This is a machine learning-powered movie recommendation system that suggests the top 10 movies similar to a user's selected title. Built using Python and a Streamlit frontend, the application allows users to quickly discover movies they might enjoy based on their preferences.
Search any movie from the dataset and receive real-time recommendations
Content-based filtering using machine learning to find similar movies
Interactive UI built with Streamlit for a smooth user experience
Posters and movie titles displayed in a clean, responsive layout
Deployed on Render, accessible from any browser without local setup
Python – Core programming language for backend logic and data handling
Pandas & Scikit-learn – For data manipulation and building the recommendation model
Streamlit – Used for building the user-facing web application
Render – For deploying the application in the cloud
TMDB API – Used to fetch movie posters, titles, and metadata
The recommendation system is built using a movie metadata dataset sourced from The Movie Database (TMDB).
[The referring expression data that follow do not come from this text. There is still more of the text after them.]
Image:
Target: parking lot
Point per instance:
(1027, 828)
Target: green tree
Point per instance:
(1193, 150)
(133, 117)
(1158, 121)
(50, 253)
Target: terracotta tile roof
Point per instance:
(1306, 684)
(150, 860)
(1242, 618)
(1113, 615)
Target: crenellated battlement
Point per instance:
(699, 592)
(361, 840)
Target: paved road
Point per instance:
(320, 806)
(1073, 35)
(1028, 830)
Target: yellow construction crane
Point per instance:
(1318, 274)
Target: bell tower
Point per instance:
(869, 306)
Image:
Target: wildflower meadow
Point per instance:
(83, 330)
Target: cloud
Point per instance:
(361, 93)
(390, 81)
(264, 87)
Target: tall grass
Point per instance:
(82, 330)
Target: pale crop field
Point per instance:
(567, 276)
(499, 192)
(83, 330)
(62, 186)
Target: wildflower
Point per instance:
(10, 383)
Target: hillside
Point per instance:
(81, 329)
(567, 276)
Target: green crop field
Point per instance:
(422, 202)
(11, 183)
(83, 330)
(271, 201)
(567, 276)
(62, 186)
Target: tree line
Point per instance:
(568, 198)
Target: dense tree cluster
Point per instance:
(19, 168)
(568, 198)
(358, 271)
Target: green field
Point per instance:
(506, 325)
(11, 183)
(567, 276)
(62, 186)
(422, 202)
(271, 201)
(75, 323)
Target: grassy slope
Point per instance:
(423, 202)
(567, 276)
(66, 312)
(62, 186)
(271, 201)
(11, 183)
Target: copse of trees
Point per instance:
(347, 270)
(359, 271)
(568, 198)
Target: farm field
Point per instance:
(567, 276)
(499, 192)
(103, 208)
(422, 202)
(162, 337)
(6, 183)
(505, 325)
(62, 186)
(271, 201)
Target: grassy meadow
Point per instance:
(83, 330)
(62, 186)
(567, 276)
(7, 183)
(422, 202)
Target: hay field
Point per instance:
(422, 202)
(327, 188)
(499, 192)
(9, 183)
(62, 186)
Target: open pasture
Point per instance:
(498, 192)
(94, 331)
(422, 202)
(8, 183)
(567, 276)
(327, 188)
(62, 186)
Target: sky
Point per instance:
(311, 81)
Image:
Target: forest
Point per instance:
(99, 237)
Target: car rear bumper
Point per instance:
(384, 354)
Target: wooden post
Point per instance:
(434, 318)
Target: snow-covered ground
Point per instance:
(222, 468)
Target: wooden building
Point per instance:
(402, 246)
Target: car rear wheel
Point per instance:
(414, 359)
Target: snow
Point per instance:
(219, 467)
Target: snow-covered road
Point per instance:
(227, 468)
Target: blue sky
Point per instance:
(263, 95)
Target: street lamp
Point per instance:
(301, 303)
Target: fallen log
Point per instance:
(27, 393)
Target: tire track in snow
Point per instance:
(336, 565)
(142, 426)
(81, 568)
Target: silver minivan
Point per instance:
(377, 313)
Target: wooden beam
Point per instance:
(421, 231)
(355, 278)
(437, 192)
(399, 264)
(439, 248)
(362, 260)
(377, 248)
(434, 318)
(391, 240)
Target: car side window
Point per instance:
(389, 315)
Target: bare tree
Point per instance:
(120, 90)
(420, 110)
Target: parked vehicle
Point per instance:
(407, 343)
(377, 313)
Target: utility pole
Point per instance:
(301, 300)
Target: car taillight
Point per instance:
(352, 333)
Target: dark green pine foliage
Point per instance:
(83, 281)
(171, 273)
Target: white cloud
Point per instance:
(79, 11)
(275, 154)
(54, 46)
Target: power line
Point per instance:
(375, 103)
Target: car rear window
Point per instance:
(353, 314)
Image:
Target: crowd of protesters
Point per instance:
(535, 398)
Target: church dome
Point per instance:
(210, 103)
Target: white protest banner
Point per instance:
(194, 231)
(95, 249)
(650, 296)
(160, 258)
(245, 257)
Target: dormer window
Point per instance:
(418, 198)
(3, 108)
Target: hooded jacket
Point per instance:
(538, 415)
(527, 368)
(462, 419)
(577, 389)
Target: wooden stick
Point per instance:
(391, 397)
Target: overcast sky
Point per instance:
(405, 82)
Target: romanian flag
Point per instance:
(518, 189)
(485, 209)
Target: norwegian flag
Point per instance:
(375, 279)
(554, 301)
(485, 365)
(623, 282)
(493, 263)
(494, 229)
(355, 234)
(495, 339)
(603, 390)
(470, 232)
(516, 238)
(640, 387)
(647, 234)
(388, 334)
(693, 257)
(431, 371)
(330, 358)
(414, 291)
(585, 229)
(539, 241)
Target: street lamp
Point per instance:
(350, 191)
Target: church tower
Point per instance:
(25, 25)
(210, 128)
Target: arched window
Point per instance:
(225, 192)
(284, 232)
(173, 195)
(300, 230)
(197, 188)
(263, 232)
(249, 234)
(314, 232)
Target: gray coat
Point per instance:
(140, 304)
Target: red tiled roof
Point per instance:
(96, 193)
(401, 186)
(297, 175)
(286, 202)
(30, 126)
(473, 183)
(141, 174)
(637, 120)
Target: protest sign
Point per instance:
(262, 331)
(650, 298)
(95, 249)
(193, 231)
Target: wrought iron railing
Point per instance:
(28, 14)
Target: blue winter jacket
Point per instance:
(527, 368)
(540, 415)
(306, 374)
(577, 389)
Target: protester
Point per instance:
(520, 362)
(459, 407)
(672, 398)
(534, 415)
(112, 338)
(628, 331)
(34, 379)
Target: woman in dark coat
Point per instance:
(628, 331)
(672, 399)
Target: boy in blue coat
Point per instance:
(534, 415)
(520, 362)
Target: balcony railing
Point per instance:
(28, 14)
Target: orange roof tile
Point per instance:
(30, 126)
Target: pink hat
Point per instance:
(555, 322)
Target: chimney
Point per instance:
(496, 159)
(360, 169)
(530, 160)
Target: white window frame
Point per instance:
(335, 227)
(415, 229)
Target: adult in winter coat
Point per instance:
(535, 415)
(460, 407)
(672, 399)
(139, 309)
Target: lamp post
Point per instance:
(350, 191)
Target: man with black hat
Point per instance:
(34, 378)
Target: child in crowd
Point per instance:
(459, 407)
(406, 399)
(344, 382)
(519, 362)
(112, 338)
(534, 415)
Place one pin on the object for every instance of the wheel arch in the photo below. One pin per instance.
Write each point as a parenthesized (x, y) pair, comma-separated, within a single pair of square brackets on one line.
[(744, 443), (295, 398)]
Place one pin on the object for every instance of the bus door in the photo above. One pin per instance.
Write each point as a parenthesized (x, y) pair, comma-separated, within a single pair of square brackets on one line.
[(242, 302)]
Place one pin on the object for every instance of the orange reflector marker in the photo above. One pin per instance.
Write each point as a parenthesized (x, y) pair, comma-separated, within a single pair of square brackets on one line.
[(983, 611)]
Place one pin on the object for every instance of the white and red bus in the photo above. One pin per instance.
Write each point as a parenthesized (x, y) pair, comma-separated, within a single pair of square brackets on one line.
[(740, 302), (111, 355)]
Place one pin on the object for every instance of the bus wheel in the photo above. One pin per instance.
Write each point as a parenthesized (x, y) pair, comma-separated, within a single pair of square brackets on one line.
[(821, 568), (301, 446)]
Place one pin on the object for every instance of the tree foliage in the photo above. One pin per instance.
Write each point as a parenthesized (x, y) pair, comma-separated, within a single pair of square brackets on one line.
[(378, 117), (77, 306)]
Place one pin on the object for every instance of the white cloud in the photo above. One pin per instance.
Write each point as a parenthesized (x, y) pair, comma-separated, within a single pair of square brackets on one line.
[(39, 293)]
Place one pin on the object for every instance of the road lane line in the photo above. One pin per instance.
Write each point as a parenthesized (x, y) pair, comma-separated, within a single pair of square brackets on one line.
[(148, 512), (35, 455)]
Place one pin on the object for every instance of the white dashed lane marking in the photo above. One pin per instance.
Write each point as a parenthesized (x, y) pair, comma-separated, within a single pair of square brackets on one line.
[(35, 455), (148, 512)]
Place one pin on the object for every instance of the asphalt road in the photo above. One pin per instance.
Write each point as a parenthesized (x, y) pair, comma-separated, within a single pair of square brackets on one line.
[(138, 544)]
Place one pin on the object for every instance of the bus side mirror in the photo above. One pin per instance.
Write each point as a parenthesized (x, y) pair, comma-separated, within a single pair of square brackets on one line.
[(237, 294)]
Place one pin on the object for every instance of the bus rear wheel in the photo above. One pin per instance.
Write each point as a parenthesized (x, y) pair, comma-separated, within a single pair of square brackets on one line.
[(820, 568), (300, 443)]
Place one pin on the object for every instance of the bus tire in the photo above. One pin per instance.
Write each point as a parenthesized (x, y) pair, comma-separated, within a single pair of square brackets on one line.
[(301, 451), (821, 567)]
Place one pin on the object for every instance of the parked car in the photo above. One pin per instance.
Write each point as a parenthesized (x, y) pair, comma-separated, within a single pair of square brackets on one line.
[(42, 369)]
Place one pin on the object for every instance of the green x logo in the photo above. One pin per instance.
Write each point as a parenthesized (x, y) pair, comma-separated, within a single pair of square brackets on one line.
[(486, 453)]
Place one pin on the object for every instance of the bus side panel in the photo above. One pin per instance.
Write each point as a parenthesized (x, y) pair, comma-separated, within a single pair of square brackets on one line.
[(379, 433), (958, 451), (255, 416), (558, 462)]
It relies on the TMDB API to:
Retrieve movie details
Display high-quality movie posters
Enhance the recommendations with real-world metadata
Note : A valid TMDB API key is required to access the movie data. The key is securely managed in the backend and is not exposed publicly.
The user selects or searches for a movie from the dropdown list.
The ML model computes cosine similarity based on movie metadata.
The app returns 10 visually rich recommendations (with posters and names), in a 2-row layout.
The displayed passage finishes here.